Значит вы докопались, словно с радостью, констатирует он.
Можно ли мне сесть?
Разве что на кровать. Вероятно вам мешает темнота, но, к сожалению, керосин кончился. Это впрочем имеет положительную сторону, ибо вас не оскорбит наряд, в котором я осмеливаюсь принимать столь достойную особу.
Он злобно кривил губы и морщил лоб; перечисление тех неудобств, с какими я встречаюсь в его жалкой комнатенке, казалось радовало его; за радостью однако скрывалось возбуждение, возможно страх, верней же всего отчаяние и враждебность.
Я уселся на кровать, прикрытую грубой рогожей.
Вам не нравится моя деятельность в Рязани.
Худая фигурка Смирнова заколебалась на фоне оконного проема.

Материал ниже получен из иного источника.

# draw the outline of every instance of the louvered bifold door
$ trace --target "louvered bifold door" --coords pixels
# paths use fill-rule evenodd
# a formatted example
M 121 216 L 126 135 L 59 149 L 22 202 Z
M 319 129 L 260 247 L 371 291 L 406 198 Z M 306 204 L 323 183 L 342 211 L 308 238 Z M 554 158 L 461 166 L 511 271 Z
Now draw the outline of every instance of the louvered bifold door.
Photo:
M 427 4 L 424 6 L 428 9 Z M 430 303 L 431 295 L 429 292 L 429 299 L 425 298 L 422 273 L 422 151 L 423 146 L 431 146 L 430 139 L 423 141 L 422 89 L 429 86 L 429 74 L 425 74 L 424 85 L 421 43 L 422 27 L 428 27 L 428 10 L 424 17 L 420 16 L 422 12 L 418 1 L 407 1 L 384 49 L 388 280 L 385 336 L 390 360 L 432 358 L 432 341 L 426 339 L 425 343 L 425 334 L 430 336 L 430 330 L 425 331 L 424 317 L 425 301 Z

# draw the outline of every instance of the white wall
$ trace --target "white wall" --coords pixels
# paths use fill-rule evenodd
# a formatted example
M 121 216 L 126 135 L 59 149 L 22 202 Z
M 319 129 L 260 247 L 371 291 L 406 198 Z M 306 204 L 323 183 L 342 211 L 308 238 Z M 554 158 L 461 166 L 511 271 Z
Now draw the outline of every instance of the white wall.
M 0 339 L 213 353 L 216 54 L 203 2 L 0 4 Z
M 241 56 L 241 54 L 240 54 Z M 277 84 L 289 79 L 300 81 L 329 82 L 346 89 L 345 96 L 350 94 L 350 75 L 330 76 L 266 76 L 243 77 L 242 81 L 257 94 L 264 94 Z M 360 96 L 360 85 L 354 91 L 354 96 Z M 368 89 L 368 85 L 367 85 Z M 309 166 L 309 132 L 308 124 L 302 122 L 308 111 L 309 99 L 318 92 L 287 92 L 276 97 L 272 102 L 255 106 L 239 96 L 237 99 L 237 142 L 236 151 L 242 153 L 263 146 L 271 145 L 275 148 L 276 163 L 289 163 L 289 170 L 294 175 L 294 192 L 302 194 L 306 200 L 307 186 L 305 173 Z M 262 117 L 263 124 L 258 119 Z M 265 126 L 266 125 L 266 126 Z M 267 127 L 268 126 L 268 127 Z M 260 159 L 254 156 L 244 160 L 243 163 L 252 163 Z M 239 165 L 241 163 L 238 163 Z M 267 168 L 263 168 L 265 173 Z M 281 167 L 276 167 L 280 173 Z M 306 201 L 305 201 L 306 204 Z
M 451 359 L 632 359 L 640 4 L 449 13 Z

А вам нравится. Вы восхищены и горды собой. Геркулес в авгиевых конюшнях. Сам уберет извечный навоз. Ой-ли, так уж совсем сам? А, эти блохи четырнадцатого класса не считаются. Достаточно прикрикнуть, топнуть, обозвать похуже. Не успеют за день выписать всех формуляров, так пусть вечером приходят. Я, сам вице-губернатор, прихожу, а им слишком трудно? Только ведь я, вице-губернатор, экипажиком езжу, а они из слободы с сапогами в руках и до колен подзасучив брюки. Только что у меня жалованьишко соответствующее, а они. Что тут болтать. Вы статью прочли, докопались до автора, труда не пожалели, чтобы прибыть сюда и лично поглядеть на наглеца. Теперь вы встанете и скажете: я уничтожу тебя, блоха.